More about step_by

In inner loops (two or more levels deep) I now avoid the usage of step_by, especially if the step value isn't a compile-time constant (extra note: LLVM is often not able to remove the assert!(step != 0)). I think range loops with a step is a too much basic and important feature, I'd like to use it mindlessly as zero-cost abstraction over a while loop.

But perhaps this is not possible. So perhaps we can add a Range::step method (and RangeToInclusive::step too etc), that uses takes a generic value of type Idx (the same type of the Range). This is a special-casing, but with a compiler (and not Clippy) deprecation/suggestion lint to avoid the usage of step_by in that common Range situation, this could help improve the current situation.

2 Likes

I recently landed an update to the Step trait, which is responsible for the Iterator impl for Range* types. Is the behavior you're looking at from before or after that PR landed, and was it impacted by that PR?

(I suspect it probably has no impact, but it might've and is worth asking.)

1 Like

Side note: using NonZeroUsize doesn't really help, as LLVM doesn't know it's nonzero.

I don't know if your update has improved the situation for me, but the current situation I'm talking about is about tests I've done yesterday, so I think your change isn't good enough yet, I am sorry. That's why perhaps adding a special step function just for Ranges is one of the few solutions.

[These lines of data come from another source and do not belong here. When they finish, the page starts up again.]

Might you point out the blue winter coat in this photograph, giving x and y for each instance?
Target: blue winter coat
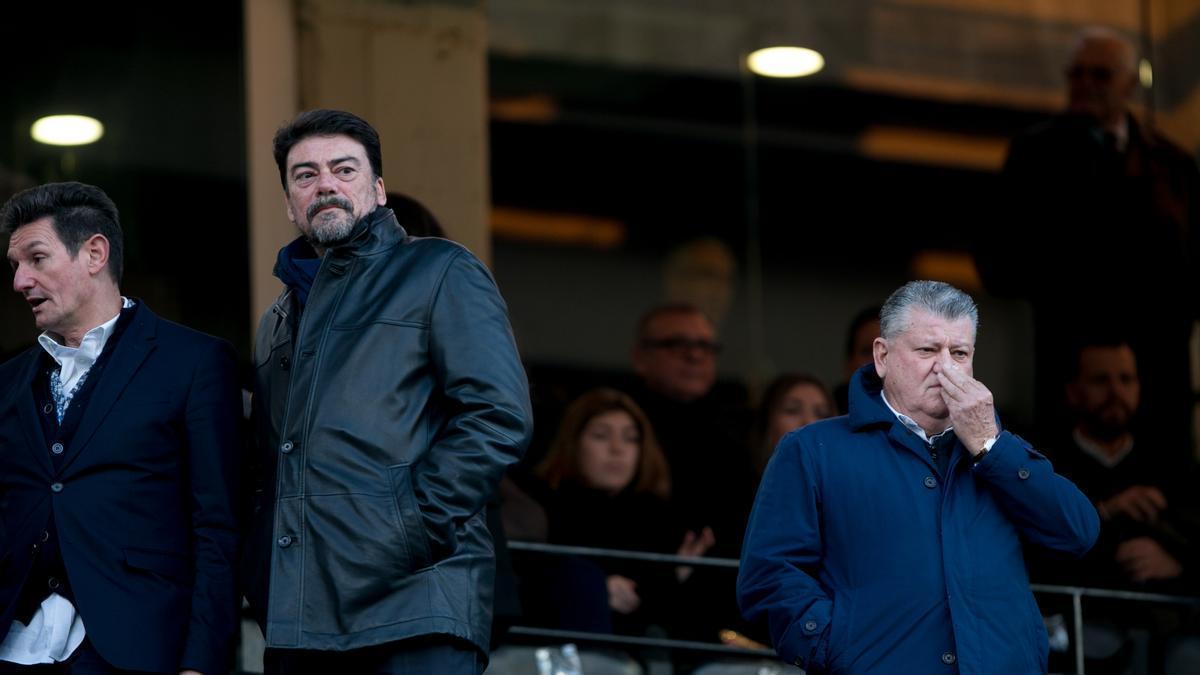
(863, 557)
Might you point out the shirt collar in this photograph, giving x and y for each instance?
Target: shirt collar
(90, 346)
(911, 424)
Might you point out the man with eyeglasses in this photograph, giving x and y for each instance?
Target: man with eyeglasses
(712, 484)
(1097, 227)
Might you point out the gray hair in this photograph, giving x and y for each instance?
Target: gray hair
(934, 297)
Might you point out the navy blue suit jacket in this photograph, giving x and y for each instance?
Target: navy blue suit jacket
(144, 502)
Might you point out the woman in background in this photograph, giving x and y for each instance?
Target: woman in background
(791, 401)
(609, 488)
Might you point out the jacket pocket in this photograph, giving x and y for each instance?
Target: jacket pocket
(408, 515)
(163, 563)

And regarding NonZeroUsize, I reported a related issue in past:

The intrinsic problem with step_by currently is that it's implemented roughly as

fn step_by(mut start: usize, end: usize, step: usize) -> impl Iterator {
    let mut first = true;
    iter::from_fn(|| {
        if start < end {
            if first {
                first = false;
                let res = start;
                start += 1;
                Some(res)
            } else {
                start += step - 1;
                let res = start;
                start += 1;
                Some(res)
            }
        } else {
            None
        }
    })
}

whereas for ranges specifically, it would be better implemented as roughly

fn step_by(mut start: usize, end: usize, step: usize) -> impl Iterator {
    iter::from_fn(|| {
        if start < end {
            let res = start;
            start += step;
            Some(res)
        } else {
            None
        }
    })
}

(Both of these examples are complicated by proper handling of overflow.)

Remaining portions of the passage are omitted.